FINASTERIDE/ TADALAFIL CAP,ORAL
Clinical Criteria Summary
Clinical Category: Monotherapy & Combination Therapy Restrictions
- A PDE5I should not be used routinely for the management of LUTS-BPH as monotherapy.
- A PDE5I should not be used in combination with alpha blockers for BPH/LUTS, as it offers no symptom improvement advantage over either agent alone per American Urological Association (AUA) guidelines.
Clinical Category: Formulary PDE5I Initiation & Substitution Criteria
- Consider when more established pharmacotherapies are not an option or have not demonstrated benefit.
- Initiate a formulary alpha blocker first using shared decision making and patient-specific factors. If ED is present, may consider adding a formulary PDE5I (with quantity limits) to an alpha blocker.
- Consider substituting or adding a formulary PDE5I if unable to tolerate or lack of response to an adequate trial (12 weeks) of a formulary alpha blocker titrated to maximum therapeutic dose.

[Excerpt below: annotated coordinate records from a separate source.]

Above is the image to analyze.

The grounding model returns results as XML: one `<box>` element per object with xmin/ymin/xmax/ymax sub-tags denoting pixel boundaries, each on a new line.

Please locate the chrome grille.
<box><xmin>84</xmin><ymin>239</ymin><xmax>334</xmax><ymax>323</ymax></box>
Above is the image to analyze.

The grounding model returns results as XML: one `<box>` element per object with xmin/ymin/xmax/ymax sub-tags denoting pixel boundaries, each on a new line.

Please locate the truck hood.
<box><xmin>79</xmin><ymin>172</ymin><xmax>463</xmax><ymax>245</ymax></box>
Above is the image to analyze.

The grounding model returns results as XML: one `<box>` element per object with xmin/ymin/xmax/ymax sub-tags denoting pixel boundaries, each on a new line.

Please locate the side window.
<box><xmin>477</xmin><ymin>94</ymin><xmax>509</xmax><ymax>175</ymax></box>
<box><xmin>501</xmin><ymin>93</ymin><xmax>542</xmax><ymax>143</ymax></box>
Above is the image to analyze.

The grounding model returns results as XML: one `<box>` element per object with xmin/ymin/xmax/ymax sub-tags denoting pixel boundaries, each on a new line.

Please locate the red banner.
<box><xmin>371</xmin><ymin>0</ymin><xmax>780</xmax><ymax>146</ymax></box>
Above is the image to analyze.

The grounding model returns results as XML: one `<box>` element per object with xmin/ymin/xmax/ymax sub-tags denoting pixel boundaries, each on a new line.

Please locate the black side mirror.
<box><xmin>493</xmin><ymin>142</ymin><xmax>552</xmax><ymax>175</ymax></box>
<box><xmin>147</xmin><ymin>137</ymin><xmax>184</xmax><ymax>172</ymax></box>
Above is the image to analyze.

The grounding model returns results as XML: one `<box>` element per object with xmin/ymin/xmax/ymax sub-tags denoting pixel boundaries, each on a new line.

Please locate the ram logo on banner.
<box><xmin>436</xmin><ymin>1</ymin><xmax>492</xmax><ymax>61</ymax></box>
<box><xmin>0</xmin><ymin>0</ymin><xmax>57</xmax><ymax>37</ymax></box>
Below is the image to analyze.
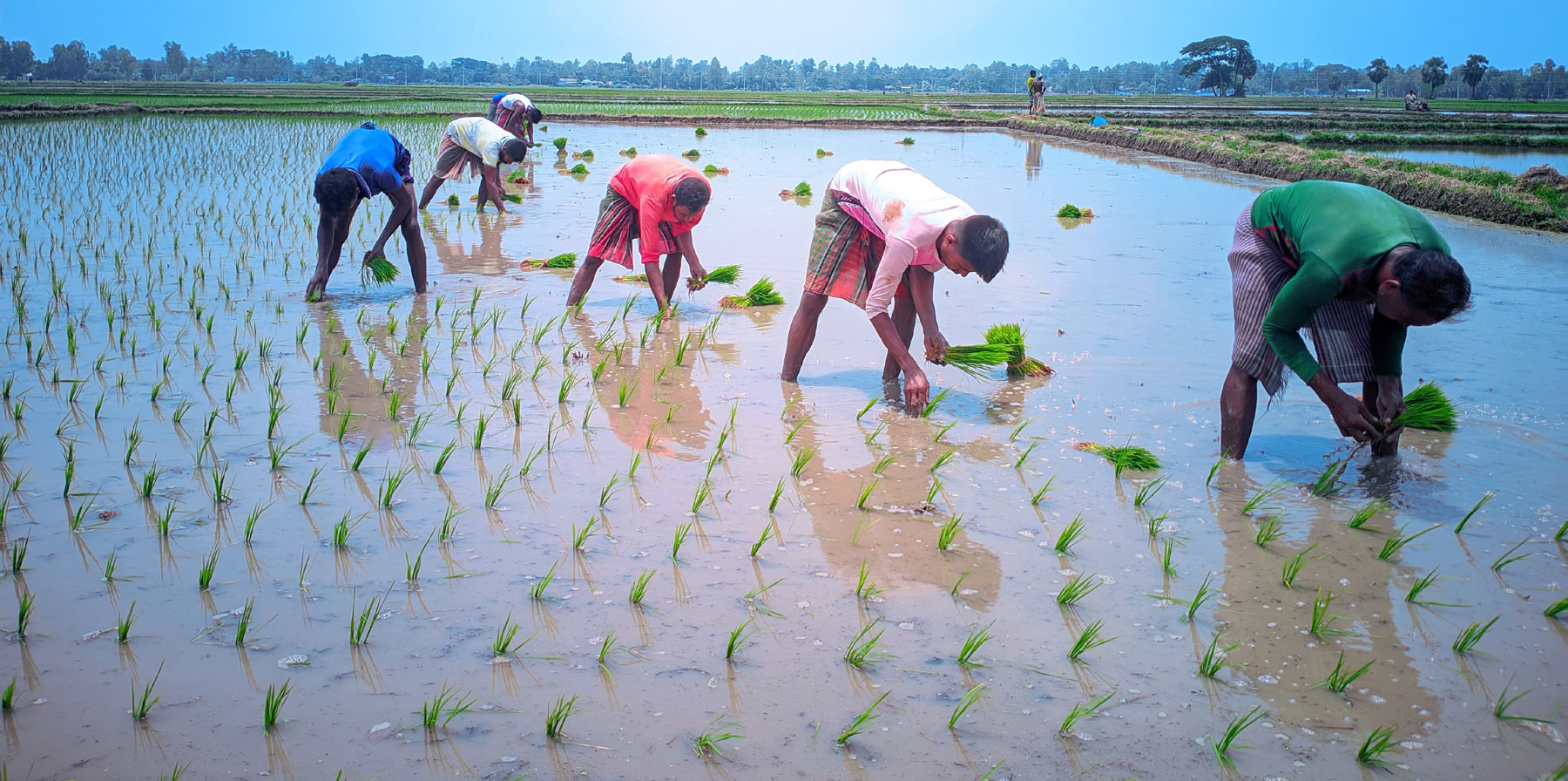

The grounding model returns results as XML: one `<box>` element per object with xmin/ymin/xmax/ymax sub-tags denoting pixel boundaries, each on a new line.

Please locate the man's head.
<box><xmin>936</xmin><ymin>214</ymin><xmax>1007</xmax><ymax>282</ymax></box>
<box><xmin>1375</xmin><ymin>246</ymin><xmax>1470</xmax><ymax>326</ymax></box>
<box><xmin>315</xmin><ymin>168</ymin><xmax>364</xmax><ymax>216</ymax></box>
<box><xmin>500</xmin><ymin>138</ymin><xmax>529</xmax><ymax>163</ymax></box>
<box><xmin>674</xmin><ymin>176</ymin><xmax>709</xmax><ymax>222</ymax></box>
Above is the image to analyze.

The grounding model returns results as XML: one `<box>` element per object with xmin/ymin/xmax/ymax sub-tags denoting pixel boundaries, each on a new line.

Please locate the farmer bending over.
<box><xmin>304</xmin><ymin>122</ymin><xmax>425</xmax><ymax>301</ymax></box>
<box><xmin>566</xmin><ymin>155</ymin><xmax>709</xmax><ymax>310</ymax></box>
<box><xmin>780</xmin><ymin>160</ymin><xmax>1007</xmax><ymax>412</ymax></box>
<box><xmin>1220</xmin><ymin>182</ymin><xmax>1470</xmax><ymax>458</ymax></box>
<box><xmin>419</xmin><ymin>116</ymin><xmax>529</xmax><ymax>212</ymax></box>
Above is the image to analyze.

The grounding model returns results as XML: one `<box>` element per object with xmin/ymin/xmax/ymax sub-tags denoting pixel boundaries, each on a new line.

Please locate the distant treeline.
<box><xmin>0</xmin><ymin>37</ymin><xmax>1568</xmax><ymax>98</ymax></box>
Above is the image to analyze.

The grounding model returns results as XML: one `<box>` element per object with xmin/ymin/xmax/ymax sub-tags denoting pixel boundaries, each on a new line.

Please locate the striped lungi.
<box><xmin>1227</xmin><ymin>206</ymin><xmax>1374</xmax><ymax>397</ymax></box>
<box><xmin>588</xmin><ymin>187</ymin><xmax>676</xmax><ymax>268</ymax></box>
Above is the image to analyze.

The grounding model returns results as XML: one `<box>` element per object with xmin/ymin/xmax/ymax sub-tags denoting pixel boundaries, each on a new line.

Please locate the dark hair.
<box><xmin>676</xmin><ymin>176</ymin><xmax>709</xmax><ymax>212</ymax></box>
<box><xmin>1391</xmin><ymin>249</ymin><xmax>1470</xmax><ymax>315</ymax></box>
<box><xmin>500</xmin><ymin>138</ymin><xmax>529</xmax><ymax>163</ymax></box>
<box><xmin>953</xmin><ymin>214</ymin><xmax>1007</xmax><ymax>282</ymax></box>
<box><xmin>315</xmin><ymin>168</ymin><xmax>361</xmax><ymax>214</ymax></box>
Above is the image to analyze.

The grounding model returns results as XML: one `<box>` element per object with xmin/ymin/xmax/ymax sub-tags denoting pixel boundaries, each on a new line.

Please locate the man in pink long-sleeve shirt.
<box><xmin>566</xmin><ymin>155</ymin><xmax>710</xmax><ymax>310</ymax></box>
<box><xmin>780</xmin><ymin>160</ymin><xmax>1008</xmax><ymax>412</ymax></box>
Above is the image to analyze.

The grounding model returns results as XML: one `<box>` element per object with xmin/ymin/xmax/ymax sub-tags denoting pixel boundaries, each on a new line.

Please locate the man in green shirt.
<box><xmin>1220</xmin><ymin>180</ymin><xmax>1470</xmax><ymax>458</ymax></box>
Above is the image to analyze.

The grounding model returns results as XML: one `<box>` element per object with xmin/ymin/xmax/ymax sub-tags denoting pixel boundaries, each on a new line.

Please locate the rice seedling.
<box><xmin>947</xmin><ymin>683</ymin><xmax>984</xmax><ymax>730</ymax></box>
<box><xmin>529</xmin><ymin>561</ymin><xmax>561</xmax><ymax>602</ymax></box>
<box><xmin>1074</xmin><ymin>442</ymin><xmax>1160</xmax><ymax>477</ymax></box>
<box><xmin>625</xmin><ymin>569</ymin><xmax>654</xmax><ymax>605</ymax></box>
<box><xmin>843</xmin><ymin>618</ymin><xmax>892</xmax><ymax>668</ymax></box>
<box><xmin>1057</xmin><ymin>691</ymin><xmax>1117</xmax><ymax>736</ymax></box>
<box><xmin>1052</xmin><ymin>513</ymin><xmax>1088</xmax><ymax>555</ymax></box>
<box><xmin>1452</xmin><ymin>615</ymin><xmax>1502</xmax><ymax>654</ymax></box>
<box><xmin>1356</xmin><ymin>726</ymin><xmax>1399</xmax><ymax>770</ymax></box>
<box><xmin>1209</xmin><ymin>706</ymin><xmax>1268</xmax><ymax>773</ymax></box>
<box><xmin>1454</xmin><ymin>491</ymin><xmax>1492</xmax><ymax>535</ymax></box>
<box><xmin>725</xmin><ymin>618</ymin><xmax>756</xmax><ymax>662</ymax></box>
<box><xmin>130</xmin><ymin>663</ymin><xmax>163</xmax><ymax>722</ymax></box>
<box><xmin>1280</xmin><ymin>543</ymin><xmax>1317</xmax><ymax>588</ymax></box>
<box><xmin>1029</xmin><ymin>476</ymin><xmax>1057</xmax><ymax>506</ymax></box>
<box><xmin>348</xmin><ymin>588</ymin><xmax>390</xmax><ymax>646</ymax></box>
<box><xmin>1057</xmin><ymin>573</ymin><xmax>1101</xmax><ymax>605</ymax></box>
<box><xmin>1391</xmin><ymin>383</ymin><xmax>1458</xmax><ymax>431</ymax></box>
<box><xmin>1345</xmin><ymin>497</ymin><xmax>1389</xmax><ymax>530</ymax></box>
<box><xmin>936</xmin><ymin>516</ymin><xmax>963</xmax><ymax>551</ymax></box>
<box><xmin>419</xmin><ymin>683</ymin><xmax>478</xmax><ymax>730</ymax></box>
<box><xmin>835</xmin><ymin>691</ymin><xmax>892</xmax><ymax>746</ymax></box>
<box><xmin>1253</xmin><ymin>516</ymin><xmax>1284</xmax><ymax>547</ymax></box>
<box><xmin>692</xmin><ymin>714</ymin><xmax>747</xmax><ymax>757</ymax></box>
<box><xmin>1198</xmin><ymin>632</ymin><xmax>1242</xmax><ymax>677</ymax></box>
<box><xmin>1376</xmin><ymin>524</ymin><xmax>1443</xmax><ymax>561</ymax></box>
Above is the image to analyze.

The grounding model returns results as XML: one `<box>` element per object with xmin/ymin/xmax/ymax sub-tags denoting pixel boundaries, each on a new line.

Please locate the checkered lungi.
<box><xmin>588</xmin><ymin>187</ymin><xmax>676</xmax><ymax>268</ymax></box>
<box><xmin>1227</xmin><ymin>204</ymin><xmax>1374</xmax><ymax>397</ymax></box>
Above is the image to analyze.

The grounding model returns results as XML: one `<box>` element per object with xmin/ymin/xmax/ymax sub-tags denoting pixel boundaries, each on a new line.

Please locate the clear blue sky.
<box><xmin>0</xmin><ymin>0</ymin><xmax>1568</xmax><ymax>67</ymax></box>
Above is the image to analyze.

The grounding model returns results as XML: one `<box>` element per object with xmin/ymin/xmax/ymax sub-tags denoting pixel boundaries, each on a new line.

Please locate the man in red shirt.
<box><xmin>566</xmin><ymin>155</ymin><xmax>710</xmax><ymax>312</ymax></box>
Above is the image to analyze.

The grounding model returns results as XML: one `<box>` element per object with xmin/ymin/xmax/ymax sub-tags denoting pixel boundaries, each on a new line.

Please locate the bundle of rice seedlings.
<box><xmin>359</xmin><ymin>257</ymin><xmax>400</xmax><ymax>285</ymax></box>
<box><xmin>718</xmin><ymin>276</ymin><xmax>784</xmax><ymax>309</ymax></box>
<box><xmin>984</xmin><ymin>323</ymin><xmax>1057</xmax><ymax>377</ymax></box>
<box><xmin>944</xmin><ymin>342</ymin><xmax>1024</xmax><ymax>377</ymax></box>
<box><xmin>1394</xmin><ymin>383</ymin><xmax>1458</xmax><ymax>431</ymax></box>
<box><xmin>1074</xmin><ymin>442</ymin><xmax>1160</xmax><ymax>477</ymax></box>
<box><xmin>686</xmin><ymin>265</ymin><xmax>740</xmax><ymax>292</ymax></box>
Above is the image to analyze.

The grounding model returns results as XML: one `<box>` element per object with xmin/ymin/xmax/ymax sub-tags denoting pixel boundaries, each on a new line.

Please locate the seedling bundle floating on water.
<box><xmin>718</xmin><ymin>276</ymin><xmax>784</xmax><ymax>309</ymax></box>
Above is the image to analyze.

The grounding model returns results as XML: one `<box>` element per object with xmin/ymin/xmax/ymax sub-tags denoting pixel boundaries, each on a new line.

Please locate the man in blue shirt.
<box><xmin>304</xmin><ymin>122</ymin><xmax>425</xmax><ymax>301</ymax></box>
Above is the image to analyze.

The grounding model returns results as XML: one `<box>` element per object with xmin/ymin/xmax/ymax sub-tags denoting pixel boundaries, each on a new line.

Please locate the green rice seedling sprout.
<box><xmin>1280</xmin><ymin>543</ymin><xmax>1317</xmax><ymax>588</ymax></box>
<box><xmin>544</xmin><ymin>695</ymin><xmax>577</xmax><ymax>740</ymax></box>
<box><xmin>419</xmin><ymin>683</ymin><xmax>478</xmax><ymax>730</ymax></box>
<box><xmin>1057</xmin><ymin>573</ymin><xmax>1101</xmax><ymax>605</ymax></box>
<box><xmin>262</xmin><ymin>679</ymin><xmax>294</xmax><ymax>732</ymax></box>
<box><xmin>1068</xmin><ymin>621</ymin><xmax>1115</xmax><ymax>662</ymax></box>
<box><xmin>529</xmin><ymin>561</ymin><xmax>561</xmax><ymax>602</ymax></box>
<box><xmin>936</xmin><ymin>516</ymin><xmax>963</xmax><ymax>551</ymax></box>
<box><xmin>1198</xmin><ymin>632</ymin><xmax>1242</xmax><ymax>677</ymax></box>
<box><xmin>348</xmin><ymin>594</ymin><xmax>386</xmax><ymax>646</ymax></box>
<box><xmin>1057</xmin><ymin>691</ymin><xmax>1117</xmax><ymax>736</ymax></box>
<box><xmin>1454</xmin><ymin>615</ymin><xmax>1502</xmax><ymax>654</ymax></box>
<box><xmin>1052</xmin><ymin>513</ymin><xmax>1088</xmax><ymax>555</ymax></box>
<box><xmin>835</xmin><ymin>691</ymin><xmax>892</xmax><ymax>746</ymax></box>
<box><xmin>1029</xmin><ymin>476</ymin><xmax>1057</xmax><ymax>506</ymax></box>
<box><xmin>1376</xmin><ymin>524</ymin><xmax>1443</xmax><ymax>561</ymax></box>
<box><xmin>1345</xmin><ymin>497</ymin><xmax>1389</xmax><ymax>530</ymax></box>
<box><xmin>1454</xmin><ymin>491</ymin><xmax>1492</xmax><ymax>535</ymax></box>
<box><xmin>625</xmin><ymin>569</ymin><xmax>654</xmax><ymax>605</ymax></box>
<box><xmin>692</xmin><ymin>714</ymin><xmax>747</xmax><ymax>757</ymax></box>
<box><xmin>1391</xmin><ymin>383</ymin><xmax>1458</xmax><ymax>431</ymax></box>
<box><xmin>1356</xmin><ymin>726</ymin><xmax>1399</xmax><ymax>770</ymax></box>
<box><xmin>947</xmin><ymin>683</ymin><xmax>984</xmax><ymax>730</ymax></box>
<box><xmin>130</xmin><ymin>663</ymin><xmax>163</xmax><ymax>722</ymax></box>
<box><xmin>1313</xmin><ymin>651</ymin><xmax>1372</xmax><ymax>695</ymax></box>
<box><xmin>1253</xmin><ymin>516</ymin><xmax>1284</xmax><ymax>547</ymax></box>
<box><xmin>1209</xmin><ymin>706</ymin><xmax>1268</xmax><ymax>773</ymax></box>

- If adding a PDE5I, the patient must be on a stable dose of the alpha-blocker prior to initiation; the PDE5I should then be started at the lowest recommended dose.
Clinical Category: Clinical Scenarios for Formulary PDE5I Monotherapy Consideration
- In place of an alpha blocker in the interim if cataract surgery is planned or likely (due to risk of intraoperative floppy iris syndrome).
- When an alpha blocker is contraindicated or not tolerated and an antimuscarinic is not appropriate due to post-void residual >250 mL, contraindication, ineffective trial, or substantial contribution to existing anticholinergic burden.
- (Note: The document explicitly states that only sildenafil, tadalafil, and vardenafil have been studied for BPH/LUTS; avanafil-specific criteria are not provided in the text.)